NVIDIA cuDNN provides highly tuned implementations of operations arising frequently in DNN applications:

  • Convolution forward and backward, including cross-correlation

  • Matrix multiplication

  • Pooling forward and backward

  • Softmax forward and backward

  • Neuron activations forward and backward: relu, tanh, sigmoid, elu, gelu, softplus, swish

  • Arithmetic, mathematical, relational, and logical pointwise operations (including various flavors of forward and backward neuron activations)

  • Tensor transformation functions

  • LRN, LCN, batch normalization, instance normalization, and layer normalization forward and backward

Beyond just providing performant implementations of individual operations, the library also supports a flexible set of multi-operation fusion patterns for further optimization. The goal is to achieve the best available performance on NVIDIA GPUs for important deep learning use cases.
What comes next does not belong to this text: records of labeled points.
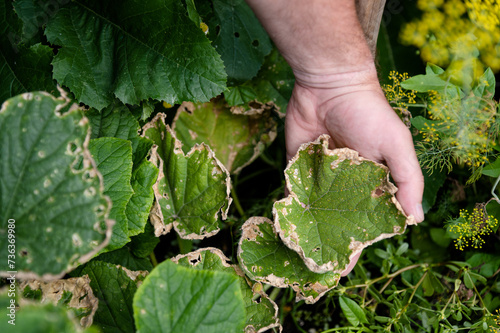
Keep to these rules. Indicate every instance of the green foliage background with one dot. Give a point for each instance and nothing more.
(74, 163)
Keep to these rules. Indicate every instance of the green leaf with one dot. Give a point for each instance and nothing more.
(113, 158)
(275, 81)
(240, 95)
(422, 123)
(134, 51)
(125, 257)
(425, 83)
(353, 312)
(261, 312)
(27, 69)
(265, 258)
(492, 169)
(439, 236)
(192, 13)
(179, 299)
(137, 211)
(339, 203)
(487, 263)
(433, 183)
(38, 318)
(237, 140)
(469, 283)
(143, 244)
(485, 87)
(191, 189)
(433, 69)
(74, 293)
(41, 142)
(117, 121)
(34, 15)
(385, 57)
(114, 287)
(242, 42)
In cuDNN version 7 and older, the API was designed to support a fixed set of operations and fusion patterns. We informally call this the “legacy API”. Starting in cuDNN version 8, to address the quickly expanding set of popular fusion patterns, we added a Graph API, which allows the user to express a computation by defining an operation graph, rather than by selecting from a fixed set of API calls. This offers better flexibility versus the legacy API, and for most use cases, is the recommended way to use cuDNN.

Note that while the cuDNN library exposes a C API, we also provide an open source C++ layer which wraps the C API and is considered more convenient for most users. It is, however, limited to just the graph API, and does not support the legacy API.